Soil erosion. Plume of ‘dirty’ water flows into the Macquarie River after a heavy downpour. Photograph: Bill Phillips

Good application of sound water quality monitoring techniques should provide consistent and scientifically defensible results.  
The complexity of water quality as a subject is reflected in the many types of measurements that can be taken. Some of the simple measurements listed below can be made on-site — temperature, pH, dissolved oxygen and conductivity, in direct contact with the water source in question. 

Making these complex measurements can be expensive. Because of this, ongoing monitoring programs are generally carried out by government agencies. However, there are many local volunteer and schools-based programs and resources available for some general assessments. Tools available to the general public are the on-site test kits commonly used for home fish tanks and biological assessments.

Test kits and materials can be sourced through chemical supply venders such as Westlab or Vendart, or potentially borrowed from your local Catchment Management Authority or Waterwatch program coordinator.


Vocabulary
Turbidity
pH
Electrical conductivity (EC)
Sample
Salinity
Nitrogen
Turbidity tube


Lesson plan
1. Open the discussion by asking students how we might investigate the physical and chemical characteristics of a river or stream.

This should
lead to the suggestion of
using water quality testing
as a 'surrogate' for getting
measures of river health
or condition.

2. Explain how some of the tests or meters to be used mimic the human senses (like taste or smell) but that they’re safer to use! 

3. Advise the students that they will be doing the same types of water quality testing as professionals and volunteer groups do at their river or stream.

4. Explain briefly the importance of each parameter and pass out Physical and Chemical Parameter Cards as well as Water Quality Field Datasheets.

5. Discuss safety concerns and the need for careful and mature behaviour while handling water samples and test chemicals (especially these).


Caution: students below
Years 6 should not do
phosphate and dissolved
oxygen testing.

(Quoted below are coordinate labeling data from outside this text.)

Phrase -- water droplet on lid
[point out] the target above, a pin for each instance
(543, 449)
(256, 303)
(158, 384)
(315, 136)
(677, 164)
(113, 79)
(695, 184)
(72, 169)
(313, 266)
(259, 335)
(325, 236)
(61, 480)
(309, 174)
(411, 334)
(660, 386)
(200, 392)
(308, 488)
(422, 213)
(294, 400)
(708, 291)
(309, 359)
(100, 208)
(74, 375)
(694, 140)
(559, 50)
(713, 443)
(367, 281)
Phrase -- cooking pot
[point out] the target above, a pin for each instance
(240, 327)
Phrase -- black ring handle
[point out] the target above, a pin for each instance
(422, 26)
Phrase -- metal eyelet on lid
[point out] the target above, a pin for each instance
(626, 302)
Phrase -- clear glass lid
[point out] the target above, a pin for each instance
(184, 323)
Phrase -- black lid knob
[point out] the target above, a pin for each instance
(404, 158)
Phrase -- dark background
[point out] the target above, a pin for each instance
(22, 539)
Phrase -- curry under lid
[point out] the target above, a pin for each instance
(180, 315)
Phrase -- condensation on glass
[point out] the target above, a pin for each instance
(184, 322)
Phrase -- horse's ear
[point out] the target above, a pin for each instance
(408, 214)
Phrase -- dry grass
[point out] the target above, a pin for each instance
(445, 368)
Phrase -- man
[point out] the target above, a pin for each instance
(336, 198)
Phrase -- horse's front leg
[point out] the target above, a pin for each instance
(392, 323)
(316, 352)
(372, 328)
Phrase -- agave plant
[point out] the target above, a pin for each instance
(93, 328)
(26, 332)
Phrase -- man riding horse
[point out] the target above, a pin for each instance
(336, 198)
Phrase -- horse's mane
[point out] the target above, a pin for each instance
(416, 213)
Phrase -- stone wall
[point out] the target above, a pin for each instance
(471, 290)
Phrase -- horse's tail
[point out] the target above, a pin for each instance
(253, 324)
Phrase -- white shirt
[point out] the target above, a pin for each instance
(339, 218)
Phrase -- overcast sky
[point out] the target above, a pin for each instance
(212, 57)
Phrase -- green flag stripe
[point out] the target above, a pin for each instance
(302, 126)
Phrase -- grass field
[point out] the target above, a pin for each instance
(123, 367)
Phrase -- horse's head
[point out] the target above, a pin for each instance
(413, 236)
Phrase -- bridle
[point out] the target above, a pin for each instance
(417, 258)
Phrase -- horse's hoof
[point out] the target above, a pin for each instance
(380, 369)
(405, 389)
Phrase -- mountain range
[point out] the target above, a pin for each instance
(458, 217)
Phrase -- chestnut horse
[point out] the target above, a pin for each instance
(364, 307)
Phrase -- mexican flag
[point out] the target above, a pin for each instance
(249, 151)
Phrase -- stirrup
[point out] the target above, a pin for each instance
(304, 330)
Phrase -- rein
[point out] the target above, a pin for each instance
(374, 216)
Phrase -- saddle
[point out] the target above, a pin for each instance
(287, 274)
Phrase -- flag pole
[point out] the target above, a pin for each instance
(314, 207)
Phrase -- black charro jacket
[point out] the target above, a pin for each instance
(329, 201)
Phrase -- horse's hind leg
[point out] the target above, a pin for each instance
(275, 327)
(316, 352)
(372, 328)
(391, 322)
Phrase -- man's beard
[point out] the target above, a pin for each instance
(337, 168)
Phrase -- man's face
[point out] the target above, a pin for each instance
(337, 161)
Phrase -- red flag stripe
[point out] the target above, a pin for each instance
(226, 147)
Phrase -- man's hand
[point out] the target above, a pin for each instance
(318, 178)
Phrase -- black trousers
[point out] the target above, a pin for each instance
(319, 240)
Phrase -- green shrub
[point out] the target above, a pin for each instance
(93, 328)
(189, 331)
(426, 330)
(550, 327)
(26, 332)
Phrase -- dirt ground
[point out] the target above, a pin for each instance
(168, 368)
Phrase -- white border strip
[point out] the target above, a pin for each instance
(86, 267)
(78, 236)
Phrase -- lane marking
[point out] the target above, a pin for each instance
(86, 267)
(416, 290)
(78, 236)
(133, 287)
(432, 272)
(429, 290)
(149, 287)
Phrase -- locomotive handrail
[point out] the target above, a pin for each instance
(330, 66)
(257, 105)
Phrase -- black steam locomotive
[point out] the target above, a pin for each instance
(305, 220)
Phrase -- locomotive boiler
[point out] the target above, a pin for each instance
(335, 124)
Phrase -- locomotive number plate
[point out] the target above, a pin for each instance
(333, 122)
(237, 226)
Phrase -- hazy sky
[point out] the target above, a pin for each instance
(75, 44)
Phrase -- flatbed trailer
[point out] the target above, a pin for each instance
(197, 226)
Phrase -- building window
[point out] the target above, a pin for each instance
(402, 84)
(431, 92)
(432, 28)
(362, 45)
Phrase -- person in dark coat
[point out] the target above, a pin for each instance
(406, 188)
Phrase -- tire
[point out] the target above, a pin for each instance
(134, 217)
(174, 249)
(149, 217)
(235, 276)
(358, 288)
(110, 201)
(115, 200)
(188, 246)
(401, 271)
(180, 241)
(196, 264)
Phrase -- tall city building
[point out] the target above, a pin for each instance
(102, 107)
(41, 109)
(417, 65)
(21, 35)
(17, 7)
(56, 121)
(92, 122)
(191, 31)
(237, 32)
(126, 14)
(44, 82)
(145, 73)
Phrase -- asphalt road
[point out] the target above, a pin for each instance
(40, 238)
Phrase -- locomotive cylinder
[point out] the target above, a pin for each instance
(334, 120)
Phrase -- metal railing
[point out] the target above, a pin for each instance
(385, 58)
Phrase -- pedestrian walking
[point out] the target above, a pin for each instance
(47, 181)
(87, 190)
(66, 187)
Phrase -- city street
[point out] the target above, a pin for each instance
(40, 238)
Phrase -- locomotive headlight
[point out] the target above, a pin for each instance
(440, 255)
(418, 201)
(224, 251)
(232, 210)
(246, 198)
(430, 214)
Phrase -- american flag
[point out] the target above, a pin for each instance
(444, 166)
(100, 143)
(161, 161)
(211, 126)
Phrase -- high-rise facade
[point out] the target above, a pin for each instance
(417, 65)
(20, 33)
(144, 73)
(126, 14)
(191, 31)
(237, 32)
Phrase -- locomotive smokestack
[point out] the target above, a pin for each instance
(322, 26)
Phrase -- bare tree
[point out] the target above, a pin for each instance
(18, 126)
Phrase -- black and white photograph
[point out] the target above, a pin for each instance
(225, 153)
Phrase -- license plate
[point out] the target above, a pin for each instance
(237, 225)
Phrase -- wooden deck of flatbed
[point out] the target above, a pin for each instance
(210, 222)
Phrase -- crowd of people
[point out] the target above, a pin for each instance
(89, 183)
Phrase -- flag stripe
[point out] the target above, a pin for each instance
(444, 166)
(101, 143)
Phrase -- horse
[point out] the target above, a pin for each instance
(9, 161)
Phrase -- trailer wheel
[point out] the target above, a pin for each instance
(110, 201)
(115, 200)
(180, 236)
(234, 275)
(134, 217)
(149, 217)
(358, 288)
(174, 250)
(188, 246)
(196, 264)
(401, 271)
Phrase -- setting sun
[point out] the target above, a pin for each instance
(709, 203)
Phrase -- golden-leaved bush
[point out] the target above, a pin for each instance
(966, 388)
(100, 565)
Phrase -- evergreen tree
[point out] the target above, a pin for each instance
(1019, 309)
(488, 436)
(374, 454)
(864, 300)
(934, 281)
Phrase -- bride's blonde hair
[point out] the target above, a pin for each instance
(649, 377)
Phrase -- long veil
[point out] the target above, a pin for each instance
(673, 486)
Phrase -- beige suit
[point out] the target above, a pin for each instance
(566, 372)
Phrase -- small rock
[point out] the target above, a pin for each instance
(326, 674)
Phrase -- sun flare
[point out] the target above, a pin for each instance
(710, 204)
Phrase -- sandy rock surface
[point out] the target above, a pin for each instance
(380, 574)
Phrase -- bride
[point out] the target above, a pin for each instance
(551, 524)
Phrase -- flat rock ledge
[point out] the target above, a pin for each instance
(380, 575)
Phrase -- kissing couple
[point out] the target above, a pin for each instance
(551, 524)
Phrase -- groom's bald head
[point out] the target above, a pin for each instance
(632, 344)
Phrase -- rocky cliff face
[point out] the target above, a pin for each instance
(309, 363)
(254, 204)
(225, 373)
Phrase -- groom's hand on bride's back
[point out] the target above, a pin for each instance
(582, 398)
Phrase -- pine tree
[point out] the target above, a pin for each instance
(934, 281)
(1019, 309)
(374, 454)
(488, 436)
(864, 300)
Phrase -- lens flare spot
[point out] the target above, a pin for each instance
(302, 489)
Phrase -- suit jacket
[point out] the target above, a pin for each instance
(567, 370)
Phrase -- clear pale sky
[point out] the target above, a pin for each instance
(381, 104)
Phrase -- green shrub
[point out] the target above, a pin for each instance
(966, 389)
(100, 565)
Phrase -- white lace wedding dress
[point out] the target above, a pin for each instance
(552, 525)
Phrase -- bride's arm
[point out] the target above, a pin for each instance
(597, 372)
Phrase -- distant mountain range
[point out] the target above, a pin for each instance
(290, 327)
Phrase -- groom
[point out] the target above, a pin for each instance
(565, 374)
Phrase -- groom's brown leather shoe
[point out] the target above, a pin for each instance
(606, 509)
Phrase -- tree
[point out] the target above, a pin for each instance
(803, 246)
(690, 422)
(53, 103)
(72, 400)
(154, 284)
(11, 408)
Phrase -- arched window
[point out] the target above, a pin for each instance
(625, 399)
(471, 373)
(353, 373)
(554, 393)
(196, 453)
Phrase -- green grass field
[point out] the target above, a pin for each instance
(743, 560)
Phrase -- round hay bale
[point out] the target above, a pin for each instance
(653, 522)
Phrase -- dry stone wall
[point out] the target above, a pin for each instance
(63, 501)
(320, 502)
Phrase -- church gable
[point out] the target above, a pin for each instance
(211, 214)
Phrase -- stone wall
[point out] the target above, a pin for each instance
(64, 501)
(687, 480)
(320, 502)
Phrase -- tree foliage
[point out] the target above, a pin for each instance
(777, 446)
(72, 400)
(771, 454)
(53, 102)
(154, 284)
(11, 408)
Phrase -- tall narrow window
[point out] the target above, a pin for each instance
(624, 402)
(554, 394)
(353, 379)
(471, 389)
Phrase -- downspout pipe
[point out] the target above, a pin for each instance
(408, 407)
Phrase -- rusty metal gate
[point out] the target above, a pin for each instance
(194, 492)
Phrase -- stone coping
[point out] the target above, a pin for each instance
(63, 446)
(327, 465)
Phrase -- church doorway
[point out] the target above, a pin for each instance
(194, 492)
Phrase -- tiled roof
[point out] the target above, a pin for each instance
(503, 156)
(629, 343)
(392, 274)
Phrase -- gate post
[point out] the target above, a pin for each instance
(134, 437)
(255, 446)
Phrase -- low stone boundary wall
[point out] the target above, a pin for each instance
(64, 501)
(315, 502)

These
tests should be presented
as a demonstration by
the teacher.


Water rich in nutrients from fertilisers, soil erosion, deterents etc create ideal conditions for algal blooms.
Water rich in nutrients from fertilisers, soil erosion, deterents etc create ideal conditions for algal blooms.

6. Break students up into groups of 4-6, giving each one parameter to test. Suggest that groups with meters all take a reading and average their results. Offer assistance with instructions and methodology through-out.

7. Have students record their results on the Field Data Sheets provided.  

8. When all students have recorded their results, invite the entire group to draw conclusions about the water quality.  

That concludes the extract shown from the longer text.